On its part, CFAR has been working in 54 panchayat samitis of six districts — Jaipur, Sikar, Dausa, Jodhpur, Pali and Jalore. Says Parvez, “We are trying to devise a mechanism, which can oppose these malpractices by involving panchayat office bearers. Being the elected representatives, their role is crucial in not only generating awareness but also preventing the unfortunate trend of sex determination tests.”

But long before the tehsil census brought the skewed rural sex ratio to the fore, or before Aamir Khan’s ‘Satyamev Jayate’ highlighted the female foeticide issue, Pali district had already made an exemplary beginning to reestablish pride in the birth of a girl child in the family. Sharing his experience of the Sumangla scheme, launched in his district in November 2010, district collector Niraj K Pawan says, “We want to create an atmosphere where the birth of girls is also seen as an occasion to celebrate.”

On the birth of the first girl child in the family, the district administration offers an incentive of Rs 3,100, while there is an inducement of Rs 6,100 when a second daughter is born. For couples who decide to complete their families after two daughters, the administration offers an additional Rs 11,000.

Sweets, a greeting card duly signed by the collector, and the gift of a sari and a dress for the newborn are the other symbolic gestures being made, adds Pawan. The best part of this incentive is that it does not put an additional burden on the state exchequer.
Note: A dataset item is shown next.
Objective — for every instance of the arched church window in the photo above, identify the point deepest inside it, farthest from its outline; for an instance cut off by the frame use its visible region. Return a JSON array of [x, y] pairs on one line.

The credit for financial help goes to the Shanidham Trust, run by a philanthropic resident of Pali district, Madan Rajasthani.

Of course, according to Pawan, this is just one component of the Sumangla Scheme. Girls topping the Class X and XII exams get to enjoy free air travel to Delhi, while those excelling in extracurricular or sports activities got to take a helicopter ride during the Pali Mahotsava last year.

Incentives apart, the alert district administration has an active tracking system and helpline in place at all sonography centres as well. In fact, Pawan, too, keeps a watchful eye to ensure that there is no violation of the Pre-Conception and Pre-natal Diagnostic Techniques (Regulation and Prevention of Misuse) Act (PCPNDT Act) in his area.

If the district of Pali is setting a great example for others to follow, the border districts, too, are not far behind. In Barmer, the Auxiliary Nurse and Midwives (ANMs) as well as the anganwadi workers have been instructed to keep a track of reported births and miscarriages, if any. Moreover, an identity card — be it a BPL card or PAN card or voter id — is now mandatory at all sonography clinics in the district, according to Vikram Singh Champawat, district coordinator of the PCPNDT cell.

Away from individual districts, in an order that will have a widespread impact, the Rajasthan High Court has asked the state government to install active trackers at all sonography centres in the state within four months.

Things are certainly moving along.. Borrowing from the lyrics of the song sung at the close of Satyamev Jayate’s episode on sex selective abortions, while “andhiara hai ghana aur lahu se sana (the night is dark and filled with bloodshed)” the positive initiatives from the districts of Jodhpur, Pali and Barmer are like “kirno ke tinke… (twigs of hope)”. If there is a will, there is always a way.